I did not have a vote the other day. But as you see, I'm disenfranchised, hopping mad and utterly frustrated with the current attitude of all the major parties.

The only issue that seems to differentiate the parties to any great extent is that of Europe. The only party willing to translate my vote into an outraged protest, "two-fingers-up to the current-system" is UKIP.

I don't want them in power for many of the reasons listed above. But I do want my voice to be heard. So unless the other parties start listening, I may well vote for them next time.

ElenorRigby · 04/05/2013 07:37

Well said Ruby Gates! I could have wrote that myself.
I am utterly fed up and hopping mad with the smug shower of shit career politicians that pollute parliament.

But as a dual national daughter of immigrants, with a mixed race DP, mixed race DD and mixed race DSD could I possibly vote for UKIP?

Damn right I will and so will DP!

I stand guilty of a thoughtcrime! Grin Newspeaker's can go screw themselves! Wink

gabsid · 04/05/2013 08:02

Where I live UKIP has done very well, especially in rural areas where in some they have actually won! These areas are pretty much populated by white British people.

Our city has a bit more variety and cultural mix, but still very few immigrants but UKIP didn't get a foot in there at all, they only did well in the more deprived areas of the city.

gabsid · 04/05/2013 08:05

I feel horrified to think that they have a real chance to win an election.

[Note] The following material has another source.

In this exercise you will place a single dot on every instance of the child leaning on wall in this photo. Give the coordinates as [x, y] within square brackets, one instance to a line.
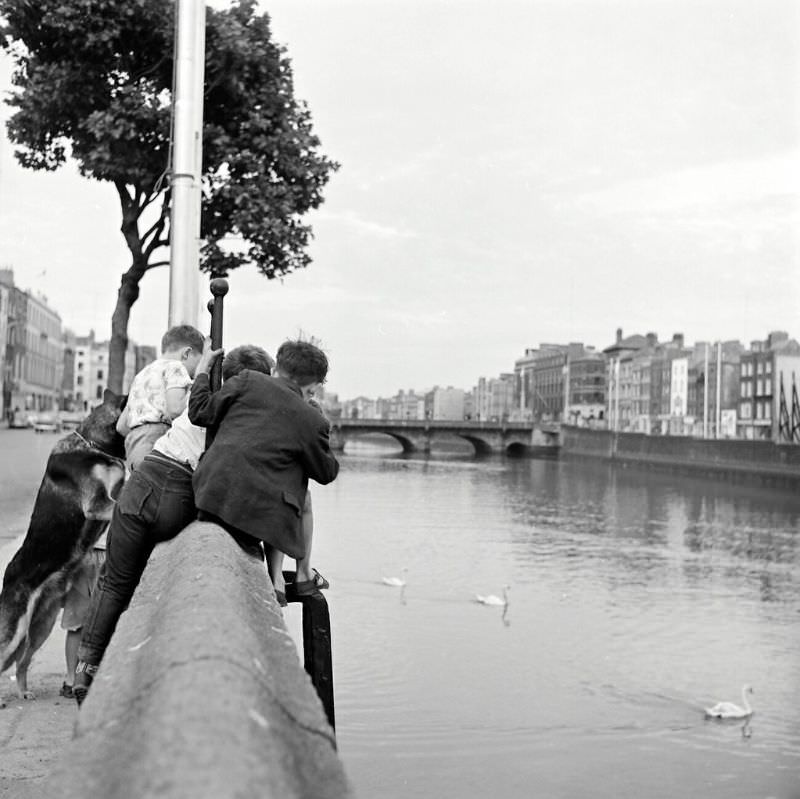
[159, 392]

And I can't help seeing similarities to what happened in Europe in the 1930s.

ComposHat · 04/05/2013 08:14

Gabs they have fuck all chance of wining the election. In a mid-term council election (notorious for protest votes) held mostly in right-leaning leafy shires, they couldn't take control of a single council.

Even if the share and pattern of voting was replicated in a general election (which is unlikely as protest voters tend to 'go home' in general elections ) they will not win a single seat.

They are irritating rather than dangerous, unless you are a Tory MP in a marginal seat.

BoneyBackJefferson · 04/05/2013 08:17

pickledginger
"All discrimination and prejudice has it's roots in seeing people not as individuals but as part of some greater group; some homogenous mass."

You mean like classing 25% of voters racist?

Xenia · 04/05/2013 08:18

Farage knows and has said they won't win a general election but the views of those who are in favour of their liberatarian and flat tax policies may well be taken more into account because of the support they have had and that is no bad thing. It is in fact democracy and how it works.